1 Definition 2 Functional Requirements 3 Syntax 4 Semantics

1     Definition

The Speech Qualifier is a set of Data providing additional information on Speech Data for potential use by a machine. It describes:

  • The structure of the signal (Formats)
  • The origin of the speech (Source)
  • The linguistic content (Metadata)
  • The perceptual characteristics (SpeechCharacteristics)
  • The systems interacting with the signal (Device)

The combination of Speech Data and Speech Qualifier is called Speech Object and is specified by MPAI-OSD V1.5.

2     Functional Requirements

The Speech Qualifier allows the expression of the following Elements:

  • #subtypesSub-Types
  • #formatsFormats
    • ContentFormats
    • TransportFormats
  • #attributesAttributes
    • Source
    • Metadata
    • SpeechCharacteristics
    • Device

Users needing additional entries in the Speech Qualifier or support of new Qualifiers should make a documented request to the MPAI Secretariat.
Requests will be considered by the appropriate MPAI committee.

3     Syntax


https://schemas.mpai.community/TFA/V1.5/data/SpeechQualifier.json

4     Semantics

4.1  Sub-Types

Reserved for future extensions.

4.2  Formats

4.2.1  ContentFormats

Defines the data arrangement used to represent speech signals.

    • Raw Speech

Definition: the type of data arrangement used to digitally represent speech samples.

      • Sampling Frequency: number expressing kHz
      • Sample Precision: number expressing bits per sample

Typically represented using: PCM

    • Speech Compression Formats

Definition: the type of data arrangement used to reduce the number of bits for speech.

      • G711A
      • G711μ
      • MP3 (ISO/IEC 11172-3:1993)
      • AAC (ISO/IEC 14496-3:2019)

Additional formats are defined in: SpeechContentFormats.json

4.2.2  TransportFormats

Defines how Speech data is transported.

4.3  Attributes

4.3.1  Source

Defines the origin of the speech signal.

  • Real: speech produced by a human speaker
  • Synthetic: speech generated by a system (e.g.

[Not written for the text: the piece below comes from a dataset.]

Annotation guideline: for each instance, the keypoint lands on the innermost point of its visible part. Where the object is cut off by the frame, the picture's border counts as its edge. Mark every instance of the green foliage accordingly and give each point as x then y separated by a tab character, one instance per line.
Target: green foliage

TTS)

4.3.2  Metadata

Provides descriptive information about the speech content.

  • Language:
    • LanguageFormat
    • LanguageCode
  • SpeakerIdentity
  • ContentDescription:
    • TextObject
    • EntityInternalStatus

4.3.3  SpeechCharacteristics

Defines measurable and perceptual characteristics of speech signals.
These attributes provide additional information useful for speech processing,
analysis, and synthesis, without constraining implementation methods.

  • SpeakingRateDefinition: rate of speech delivery.
    Typically expressed as words per second or syllables per second,
    depending on the application.
  • PitchRangeDefinition: range of variation of the fundamental frequency (F0).
    Typically expressed in Hertz or semitones.
  • EnergyDefinition: measure of signal intensity or loudness.
    May be represented as RMS energy, peak level, or perceptual loudness (e.g. LUFS).
  • ProsodyDefinition: expressive pattern of speech, including intonation,
    rhythm, and stress.

    • Neutral
    • Expressive
    • Emphatic
    • Monotonic
    • Other
  • DisfluenciesDefinition: indicates presence of hesitations, repetitions,
    fillers, or interruptions in speech.

4.3.4  Device

Defines the device used for capturing or rendering speech signals.

  • DeviceRole:
    • Capture (microphones, sensor arrays)
    • Render (speakers, headphones)
    • Bidirectional
  • DeviceType:
    • Microphone
    • MicrophoneArray
    • Speaker
    • Headphones
    • WearableMic
  • CaptureConfiguration:
    • ChannelCount
    • SamplingMode (Mono, Stereo, MultiChannel, Ambisonics)
  • RenderConfiguration:
    • ChannelCount
    • RenderingMode (Mono, Stereo, Multichannel, Binaural)